Tuesday, April 15, 2025

Riding into the past's present

Cemeteries make some people cringe. I get it.

To me they are interesting, and a nice way to find valuable context.

On my Vespa I visited family members at the Mount Royal cemetery, back in Montreal.

Here in Toronto, my Vespa took me across Toronto to see the intimate connections of Toronto to Vimy Ridge, including majestic Vimy oak trees, and the resting place of Walter Allward, the man who gave the Vimy Memorial to France in honour of Canada's soldiers who fought and lost their lives in World War I.

Back in Montreal, in suburban Beaconsfield actually, my grandfather's resting place is in the Last Post Cemetery, one of the few military cemeteries in Canada. Georges Terroux fought in World War I. I would often ride my Vespa to visit his grave, and it was also within dog-walking distance from our home. 
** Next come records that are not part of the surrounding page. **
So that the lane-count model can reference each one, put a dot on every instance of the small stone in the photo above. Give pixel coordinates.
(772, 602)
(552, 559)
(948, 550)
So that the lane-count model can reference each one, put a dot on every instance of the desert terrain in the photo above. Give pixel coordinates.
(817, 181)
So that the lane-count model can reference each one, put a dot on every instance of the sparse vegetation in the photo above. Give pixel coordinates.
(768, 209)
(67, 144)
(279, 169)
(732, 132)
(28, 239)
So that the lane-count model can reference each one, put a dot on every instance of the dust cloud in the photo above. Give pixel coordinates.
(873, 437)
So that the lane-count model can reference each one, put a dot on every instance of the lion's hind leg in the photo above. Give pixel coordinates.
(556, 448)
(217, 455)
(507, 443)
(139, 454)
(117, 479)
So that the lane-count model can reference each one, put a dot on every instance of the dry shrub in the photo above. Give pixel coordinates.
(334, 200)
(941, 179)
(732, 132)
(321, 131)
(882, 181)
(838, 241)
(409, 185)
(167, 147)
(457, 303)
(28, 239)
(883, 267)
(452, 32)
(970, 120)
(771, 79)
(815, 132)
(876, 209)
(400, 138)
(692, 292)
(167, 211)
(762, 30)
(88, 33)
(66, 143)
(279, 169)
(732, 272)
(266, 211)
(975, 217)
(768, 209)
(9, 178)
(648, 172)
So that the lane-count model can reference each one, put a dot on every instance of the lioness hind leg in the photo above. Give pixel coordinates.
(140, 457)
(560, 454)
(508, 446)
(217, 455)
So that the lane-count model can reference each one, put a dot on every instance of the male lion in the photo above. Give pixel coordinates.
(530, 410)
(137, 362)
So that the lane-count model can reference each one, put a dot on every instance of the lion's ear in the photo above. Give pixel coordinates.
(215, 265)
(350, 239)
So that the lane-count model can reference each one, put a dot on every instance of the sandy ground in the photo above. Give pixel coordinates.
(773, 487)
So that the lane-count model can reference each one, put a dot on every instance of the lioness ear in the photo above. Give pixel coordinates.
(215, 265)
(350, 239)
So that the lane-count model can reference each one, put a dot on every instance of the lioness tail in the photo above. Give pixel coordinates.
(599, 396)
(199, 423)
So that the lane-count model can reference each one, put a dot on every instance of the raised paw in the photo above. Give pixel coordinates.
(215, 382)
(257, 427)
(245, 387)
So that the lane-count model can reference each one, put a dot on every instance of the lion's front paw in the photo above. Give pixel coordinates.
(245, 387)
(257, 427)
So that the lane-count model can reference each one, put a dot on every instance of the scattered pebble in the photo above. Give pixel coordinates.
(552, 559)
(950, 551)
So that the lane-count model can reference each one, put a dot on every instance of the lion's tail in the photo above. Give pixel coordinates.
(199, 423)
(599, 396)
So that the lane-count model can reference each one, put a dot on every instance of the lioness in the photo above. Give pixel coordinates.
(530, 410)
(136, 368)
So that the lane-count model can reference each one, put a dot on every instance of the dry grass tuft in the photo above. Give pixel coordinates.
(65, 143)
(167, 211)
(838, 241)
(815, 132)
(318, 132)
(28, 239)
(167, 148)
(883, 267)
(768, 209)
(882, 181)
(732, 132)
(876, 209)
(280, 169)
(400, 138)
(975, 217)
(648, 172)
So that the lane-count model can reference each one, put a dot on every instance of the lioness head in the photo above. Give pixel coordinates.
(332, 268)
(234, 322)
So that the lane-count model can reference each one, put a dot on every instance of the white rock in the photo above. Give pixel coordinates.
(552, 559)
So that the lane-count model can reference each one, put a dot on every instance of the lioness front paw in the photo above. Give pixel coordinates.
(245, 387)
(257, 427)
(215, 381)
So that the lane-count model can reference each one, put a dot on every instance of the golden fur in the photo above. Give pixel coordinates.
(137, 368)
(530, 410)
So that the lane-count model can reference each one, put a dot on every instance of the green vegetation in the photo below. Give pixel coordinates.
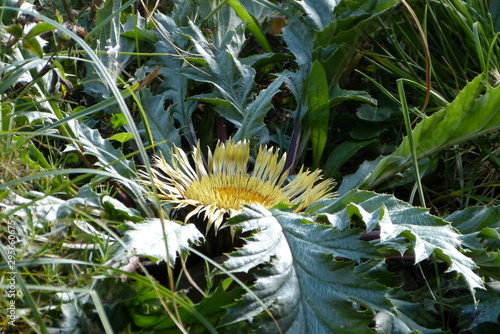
(398, 101)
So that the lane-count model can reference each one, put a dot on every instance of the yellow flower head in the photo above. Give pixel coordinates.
(227, 183)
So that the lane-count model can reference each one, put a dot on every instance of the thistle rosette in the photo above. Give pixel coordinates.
(226, 183)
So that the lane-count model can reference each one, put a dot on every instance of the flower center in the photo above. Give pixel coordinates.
(231, 191)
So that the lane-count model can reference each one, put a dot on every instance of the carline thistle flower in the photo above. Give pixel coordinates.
(226, 184)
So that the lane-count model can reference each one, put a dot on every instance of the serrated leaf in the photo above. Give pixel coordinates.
(254, 115)
(428, 234)
(304, 287)
(149, 239)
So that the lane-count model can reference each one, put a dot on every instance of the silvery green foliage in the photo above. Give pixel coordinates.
(315, 274)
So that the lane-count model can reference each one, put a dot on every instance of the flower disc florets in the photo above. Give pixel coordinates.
(227, 183)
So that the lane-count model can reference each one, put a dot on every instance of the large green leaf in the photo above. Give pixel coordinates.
(428, 234)
(316, 273)
(150, 239)
(304, 286)
(91, 142)
(470, 115)
(160, 122)
(318, 103)
(480, 227)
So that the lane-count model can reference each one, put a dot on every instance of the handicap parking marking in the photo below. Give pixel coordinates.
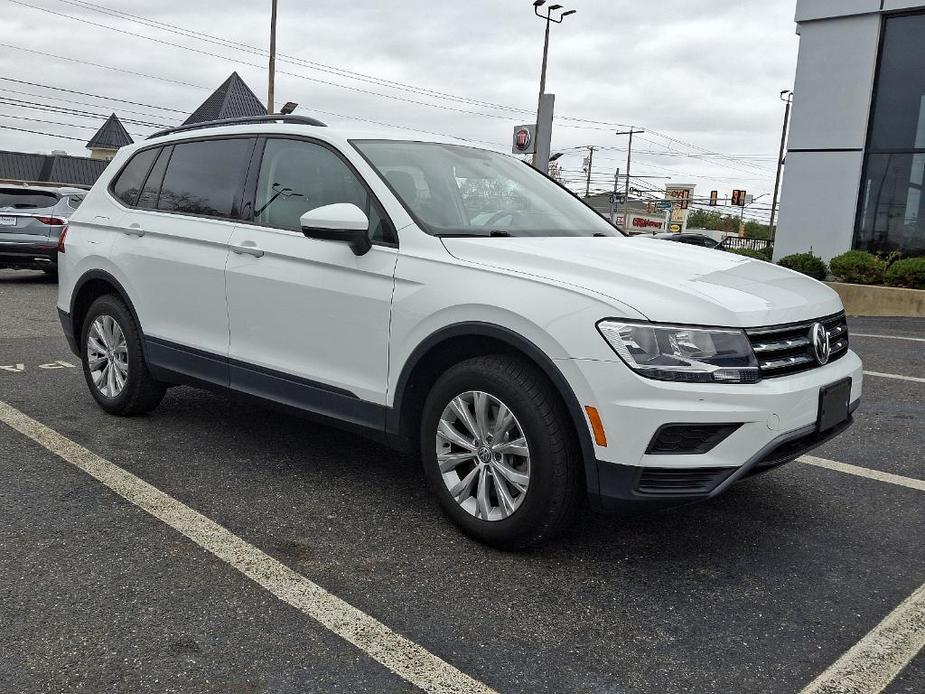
(876, 660)
(887, 477)
(888, 337)
(408, 660)
(895, 377)
(50, 366)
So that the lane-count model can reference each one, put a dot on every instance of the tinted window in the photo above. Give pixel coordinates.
(129, 183)
(148, 197)
(205, 177)
(19, 199)
(892, 212)
(297, 176)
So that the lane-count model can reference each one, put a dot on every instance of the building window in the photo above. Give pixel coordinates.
(892, 210)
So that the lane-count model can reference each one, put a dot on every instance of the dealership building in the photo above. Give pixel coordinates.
(855, 163)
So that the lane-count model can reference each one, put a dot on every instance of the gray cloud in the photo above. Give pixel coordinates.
(705, 72)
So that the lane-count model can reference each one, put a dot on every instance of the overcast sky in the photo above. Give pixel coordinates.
(705, 73)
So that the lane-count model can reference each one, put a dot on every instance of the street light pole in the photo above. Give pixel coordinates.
(629, 162)
(272, 76)
(786, 96)
(550, 20)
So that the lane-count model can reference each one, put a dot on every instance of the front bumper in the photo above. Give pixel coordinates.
(775, 422)
(33, 255)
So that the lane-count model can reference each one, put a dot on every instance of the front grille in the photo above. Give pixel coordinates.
(681, 481)
(787, 349)
(689, 439)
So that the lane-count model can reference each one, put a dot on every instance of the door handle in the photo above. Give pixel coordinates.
(248, 248)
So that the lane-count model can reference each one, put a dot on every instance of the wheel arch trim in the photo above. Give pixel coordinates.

My Brompton, all by itself, doesn't get me too far from home, but we do have a cemetery within bicycle range. And that cemetery has its share of surprising wonders.

Among them: 

  • a member of the Romanov family who escaped from the Bolshevik revolution, Imperial Highness Grand Duchess Olga Alexandrovna of Russia;

  • THE Tim Horton (yes THE doughnut king!);

  • and yet another amazing individual you are about to meet.

Last year I found the princess and the king, but I couldn't manage to find the person whose resting place meant the most to me.

It's completely appropriate that her resting place eluded me.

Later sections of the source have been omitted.